See, what I meant was like this. File descriptors are an OS abstraction; the "backends" you get are defined in the kernel. You can't really do custom behavior with FDs; for example, in Go, the Go TLS library can open a connection and return an io.Writer, and when you write, it will be symmetrically encrypted, transparent to you, as if the code spoke TLS. But when you're dealing with raw file descriptors, and the read and write syscalls, there's no way to make 'custom' read and write handlers, like you can with programming language abstractions.

(I do acknowledge that you could in fact do some of this with pipes, though I have seldom seen it used this way outside of shell programming. It's kinda missing the point, anyway, since pipes are just another type of fd. You can do pipes on top of Go's abstraction too, but it would be very cumbersome in comparison.)

But as a kind of quirk, Linux actually _does_ support TLS sockets. It will not do the handshake, so you still have to do that in userspace. But if you use the Linux kernel's TLS socket support, it will in fact give you an FD that you can read from and write to directly with transparency, as if it was any other file or socket; you don't have to handle the symmetric cryptography bits or use a separate interface. I think this is rather neat, although I'm not sure how practically useful it is. (Presumably it would be useful for hardware offloading, at least.)

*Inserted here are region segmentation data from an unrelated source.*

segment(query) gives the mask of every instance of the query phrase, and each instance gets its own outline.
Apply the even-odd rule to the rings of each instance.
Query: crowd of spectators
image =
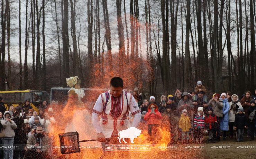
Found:
[[[151,124],[167,127],[173,143],[175,136],[182,142],[202,143],[205,134],[209,136],[207,143],[220,141],[221,137],[223,140],[235,139],[243,142],[246,132],[250,141],[254,140],[256,90],[253,96],[246,91],[240,100],[230,92],[214,93],[208,99],[207,92],[199,81],[194,92],[182,93],[177,90],[174,96],[162,95],[158,103],[156,101],[159,99],[154,96],[150,97],[149,102],[147,99],[143,101],[143,101],[138,103],[142,115],[139,128],[147,130]]]
[[[26,100],[23,105],[8,105],[6,110],[0,97],[0,145],[5,147],[0,150],[0,159],[50,158],[53,142],[51,125],[56,123],[52,107],[44,101],[38,115]]]

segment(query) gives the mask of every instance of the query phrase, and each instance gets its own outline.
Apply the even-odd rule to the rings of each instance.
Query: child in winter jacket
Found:
[[[207,143],[210,143],[211,141],[213,143],[215,143],[213,136],[213,131],[215,132],[217,129],[217,118],[215,114],[212,113],[212,108],[211,107],[209,107],[207,111],[208,113],[205,115],[205,120],[204,121],[205,129],[209,132],[209,137]]]
[[[196,133],[194,133],[194,134],[195,135],[195,142],[197,143],[198,143],[198,139],[199,138],[200,142],[203,142],[205,120],[203,108],[203,107],[198,107],[197,114],[194,119],[194,128],[196,132]]]
[[[203,92],[204,93],[204,94],[206,93],[206,89],[205,89],[205,87],[202,85],[202,81],[199,81],[197,82],[197,85],[195,87],[195,94],[196,94],[198,93],[198,92],[201,91]]]
[[[247,110],[247,113],[249,116],[250,116],[250,113],[255,111],[255,110],[256,109],[256,105],[255,104],[255,100],[251,100],[250,102],[251,104],[251,106],[248,108]],[[250,141],[253,141],[254,140],[254,129],[255,128],[255,125],[254,125],[254,122],[255,121],[255,116],[253,119],[252,120],[250,120],[249,119],[248,119],[248,129],[250,130],[251,132],[251,139]]]
[[[236,113],[234,123],[234,128],[236,129],[237,128],[237,142],[243,141],[244,132],[246,127],[247,120],[246,116],[244,112],[244,108],[239,107],[238,112]]]
[[[174,141],[176,134],[175,130],[176,126],[179,122],[179,118],[174,115],[171,110],[171,106],[167,105],[165,107],[165,110],[163,114],[163,124],[169,128],[170,131],[171,141]]]
[[[181,129],[181,138],[183,141],[185,141],[186,135],[187,140],[189,140],[189,129],[191,128],[190,120],[188,116],[188,111],[186,109],[182,111],[181,117],[180,118],[179,127]]]
[[[43,128],[44,131],[44,126],[39,122],[39,117],[38,116],[36,116],[35,117],[35,121],[34,123],[31,125],[30,128],[31,129],[36,129],[36,127],[40,125],[43,127]]]

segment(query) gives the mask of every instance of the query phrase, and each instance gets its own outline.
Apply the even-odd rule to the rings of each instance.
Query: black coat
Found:
[[[21,144],[23,143],[23,140],[22,139],[22,127],[23,125],[24,119],[21,116],[20,118],[18,117],[14,117],[12,120],[17,125],[17,128],[14,129],[14,133],[15,133],[15,136],[14,137],[13,144]]]
[[[3,103],[0,102],[0,112],[2,112],[3,116],[3,114],[4,114],[4,112],[6,111],[6,109],[5,108],[5,106],[3,104]]]
[[[237,112],[235,118],[234,126],[237,127],[237,129],[244,129],[245,126],[247,125],[247,118],[244,112],[241,114]]]
[[[248,108],[248,109],[247,110],[247,113],[248,114],[248,115],[250,116],[250,114],[253,112],[254,110],[255,110],[255,109],[256,109],[256,106],[251,106],[249,107],[249,108]],[[254,119],[255,119],[255,116],[254,116]],[[250,122],[252,122],[253,123],[254,123],[254,119],[253,120],[251,120],[250,119],[248,119],[248,120],[249,120]]]
[[[25,112],[26,111],[28,111],[28,110],[30,109],[32,109],[34,110],[33,107],[31,106],[30,104],[29,105],[24,105],[22,106],[21,109],[22,110],[23,110],[23,112]]]
[[[148,106],[144,106],[143,107],[143,106],[141,105],[141,107],[140,108],[140,111],[142,113],[144,111],[146,111],[147,113],[148,112]]]

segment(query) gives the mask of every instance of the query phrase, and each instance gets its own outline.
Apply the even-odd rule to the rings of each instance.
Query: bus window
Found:
[[[15,101],[15,93],[7,93],[5,96],[5,102],[12,102]]]
[[[30,99],[30,102],[32,102],[32,95],[30,92],[25,92],[24,95],[24,102],[27,100],[29,100]]]
[[[19,102],[20,101],[20,92],[15,92],[15,101]]]
[[[5,101],[5,93],[0,93],[0,96],[3,98],[3,101]]]
[[[52,92],[52,101],[64,102],[67,101],[68,96],[67,91],[68,90],[53,90]]]
[[[35,92],[33,93],[33,102],[35,103],[42,103],[45,101],[49,103],[49,94],[47,92]]]

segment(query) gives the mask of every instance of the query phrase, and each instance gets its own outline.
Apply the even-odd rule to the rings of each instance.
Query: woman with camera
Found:
[[[15,123],[11,120],[12,117],[11,113],[9,111],[6,111],[3,114],[4,120],[1,121],[3,125],[3,129],[4,130],[5,136],[2,138],[2,142],[3,146],[13,146],[15,133],[14,129],[17,128]],[[2,130],[1,130],[1,132]],[[3,149],[3,158],[8,159],[8,156],[10,159],[13,159],[13,149],[4,148]]]
[[[13,111],[12,120],[17,125],[17,128],[14,130],[15,136],[14,137],[13,144],[21,144],[23,143],[22,134],[22,126],[24,120],[21,113],[21,109],[18,107],[15,108]],[[20,151],[15,150],[13,152],[13,159],[18,159]],[[20,154],[21,156],[21,154]]]

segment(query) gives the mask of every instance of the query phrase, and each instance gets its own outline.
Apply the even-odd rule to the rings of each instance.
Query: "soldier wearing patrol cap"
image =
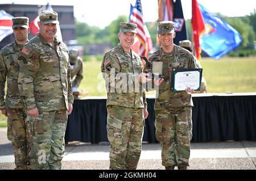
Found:
[[[73,97],[68,50],[55,36],[57,14],[39,14],[39,33],[19,56],[19,89],[27,113],[32,169],[60,169]]]
[[[108,92],[110,169],[136,169],[148,112],[144,92],[135,91],[135,82],[141,86],[142,71],[140,56],[131,49],[137,26],[121,22],[119,26],[120,43],[106,53],[101,64]]]
[[[189,133],[192,130],[192,107],[190,93],[195,91],[170,90],[172,70],[180,68],[197,68],[196,58],[189,51],[174,44],[175,24],[164,21],[158,24],[158,36],[162,46],[152,54],[146,65],[147,73],[152,72],[152,62],[163,62],[163,78],[154,79],[159,89],[155,103],[156,140],[162,147],[162,165],[166,169],[187,169],[190,155]]]
[[[191,46],[191,41],[188,40],[185,40],[180,41],[179,42],[179,46],[185,49],[187,49],[190,52],[193,53],[193,51],[192,49]],[[197,64],[198,67],[201,68],[202,66],[201,65],[200,62],[196,60],[196,64]],[[204,78],[204,75],[202,75],[202,80],[201,81],[201,86],[200,86],[200,90],[196,91],[196,93],[206,93],[207,92],[207,84],[206,82],[206,80]]]
[[[79,52],[73,49],[69,51],[69,61],[71,65],[71,79],[72,79],[73,92],[77,92],[77,88],[82,79],[84,64],[82,59],[79,56]]]
[[[7,116],[7,138],[13,144],[15,169],[27,169],[27,149],[30,147],[26,138],[26,112],[18,87],[18,56],[22,46],[28,41],[28,18],[13,18],[12,27],[15,41],[0,52],[0,109]],[[6,95],[5,90],[7,90]]]

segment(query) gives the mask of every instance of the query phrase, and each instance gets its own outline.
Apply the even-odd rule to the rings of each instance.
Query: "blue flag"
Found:
[[[174,43],[176,45],[179,45],[179,41],[187,40],[186,26],[181,1],[176,0],[174,7],[174,21],[175,23],[176,32]]]
[[[199,4],[205,24],[205,33],[200,37],[200,47],[210,57],[219,59],[242,42],[238,32]]]

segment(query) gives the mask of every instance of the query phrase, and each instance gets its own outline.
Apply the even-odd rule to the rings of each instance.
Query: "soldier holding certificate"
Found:
[[[154,79],[159,88],[155,114],[156,137],[162,147],[162,165],[166,169],[187,169],[189,166],[192,131],[192,107],[190,87],[179,92],[171,90],[173,69],[197,68],[196,58],[187,50],[174,44],[174,22],[158,24],[158,36],[162,46],[150,57],[146,73],[154,73],[155,62],[162,62],[162,77]],[[154,63],[155,62],[155,63]]]

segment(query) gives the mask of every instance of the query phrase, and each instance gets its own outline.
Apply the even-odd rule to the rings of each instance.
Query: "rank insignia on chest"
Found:
[[[26,47],[23,47],[23,48],[22,48],[22,50],[21,52],[26,55],[28,55],[28,53],[30,53],[30,50],[29,49],[28,49],[27,48],[26,48]]]
[[[24,64],[27,64],[27,59],[26,59],[26,58],[24,57],[22,57],[22,56],[19,57],[19,58],[18,58],[18,60],[22,60]]]

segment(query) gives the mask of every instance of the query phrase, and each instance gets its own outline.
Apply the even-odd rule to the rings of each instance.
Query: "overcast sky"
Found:
[[[191,0],[181,0],[185,19],[191,18]],[[1,0],[1,4],[37,5],[35,0]],[[73,5],[75,16],[80,22],[103,28],[118,15],[129,16],[130,3],[135,0],[40,0],[39,5]],[[249,15],[256,10],[255,0],[197,0],[211,12],[220,12],[228,16]],[[158,0],[141,0],[144,20],[154,22],[158,19]]]

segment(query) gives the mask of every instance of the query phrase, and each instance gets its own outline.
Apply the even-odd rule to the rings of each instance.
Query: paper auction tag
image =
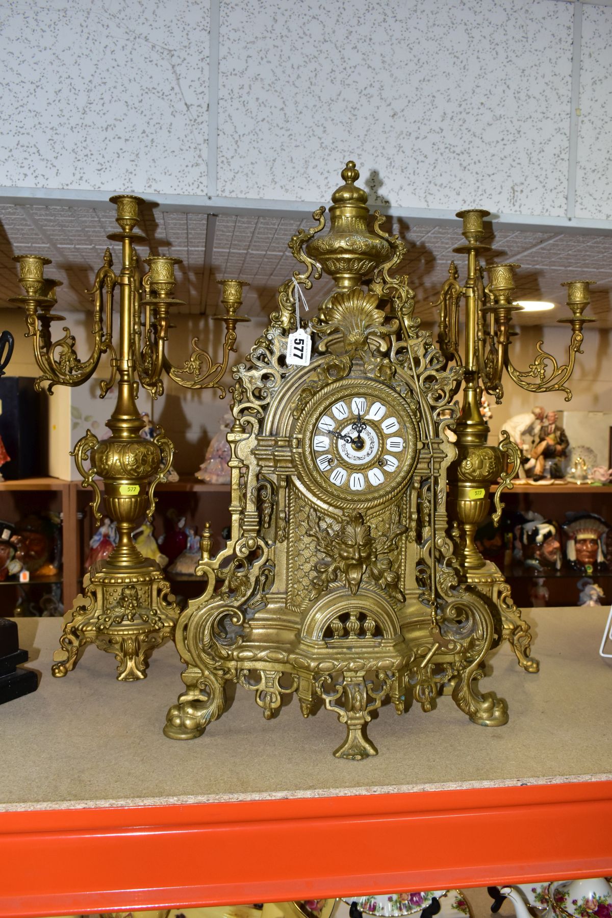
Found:
[[[139,494],[139,485],[119,485],[119,494],[125,497],[128,497],[130,494]]]
[[[292,331],[287,338],[287,364],[290,366],[307,366],[311,350],[312,340],[306,331],[303,329]]]

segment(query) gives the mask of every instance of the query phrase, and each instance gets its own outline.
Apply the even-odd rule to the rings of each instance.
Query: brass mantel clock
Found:
[[[470,415],[477,375],[419,329],[407,278],[393,274],[404,244],[378,214],[368,229],[358,177],[348,162],[327,235],[321,207],[289,243],[306,266],[295,283],[310,288],[325,271],[336,284],[306,330],[312,359],[286,360],[297,330],[292,279],[234,370],[231,536],[211,559],[205,534],[205,589],[176,626],[186,669],[164,728],[173,739],[220,717],[233,680],[267,719],[284,693],[297,693],[305,717],[322,703],[347,729],[334,755],[361,759],[376,754],[365,727],[386,698],[401,714],[413,699],[430,711],[451,695],[475,723],[506,723],[505,702],[478,688],[503,637],[537,668],[503,577],[474,558],[469,511],[472,497],[478,513],[488,508],[487,476],[508,483],[516,447],[483,445],[485,425]],[[458,432],[469,423],[455,447],[444,428],[463,380]]]

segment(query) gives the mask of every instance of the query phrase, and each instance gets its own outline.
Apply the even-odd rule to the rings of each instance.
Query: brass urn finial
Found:
[[[368,230],[368,194],[355,185],[359,171],[352,160],[340,174],[344,185],[331,196],[329,232],[310,240],[306,251],[333,277],[337,290],[350,290],[389,260],[391,246]]]

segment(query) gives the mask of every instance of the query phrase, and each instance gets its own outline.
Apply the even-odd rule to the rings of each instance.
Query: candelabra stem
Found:
[[[145,513],[151,518],[153,489],[165,480],[172,446],[163,431],[153,440],[140,436],[142,419],[135,397],[135,356],[133,328],[135,259],[132,230],[138,222],[138,199],[117,197],[117,219],[123,232],[113,234],[122,243],[119,286],[119,347],[117,357],[117,398],[107,420],[111,436],[98,442],[87,431],[76,444],[74,456],[87,484],[97,492],[95,512],[99,521],[99,487],[95,473],[104,481],[104,498],[108,516],[117,523],[117,544],[104,561],[96,562],[83,579],[83,595],[72,607],[72,620],[54,655],[54,676],[65,676],[75,666],[81,648],[95,643],[101,650],[115,654],[117,678],[130,681],[146,677],[150,651],[173,634],[178,607],[170,592],[161,568],[144,558],[134,544],[132,532]],[[89,457],[92,471],[83,462]]]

I played around with making a little websocket layer for browser games a while back. I used a Windows tool called "clumsy" to simulate crappy network conditions and was surprised at how poor the results were with just WebSockets, despite all the overhead of being a protocol on top of a protocol. The result is that you need to build a protocol on top of the protocol on top of the protocol if you actually want your messages delivered...


I built a javascript data synchronization library specifically for games

https://github.com/siriusastrebe/jsynchronous

A core part of the library is the ability to re-send data that's been lost due to connection interruption. Absolutely crucial for ensuring data is properly synchronized.


That's because WebSockets are more or less just sockets for web apps. You'lll want to use a protocol that deals with messages and their at-least-once delivery, such as MQTT (that can run on top of WebSocket if you need it).


Interesting read. I’m quite curious of where all the initial misperceptions about sockets comes from.

I can highly recommend Beej’s guide to network programming: https://beej.us/guide/bgnet/

That together with Linux/BSD man pages should be everything needed, some great documentation there.


I definitely used to think TCP was more “high-level” than it actually is. Yes it does much more than UDP but still, its job is to get a sequence of bytes from A to B. You can tune it for higher throughput or more sensitive flow control but anything concerning message passing, request/response, … is beyond the scope of TCP.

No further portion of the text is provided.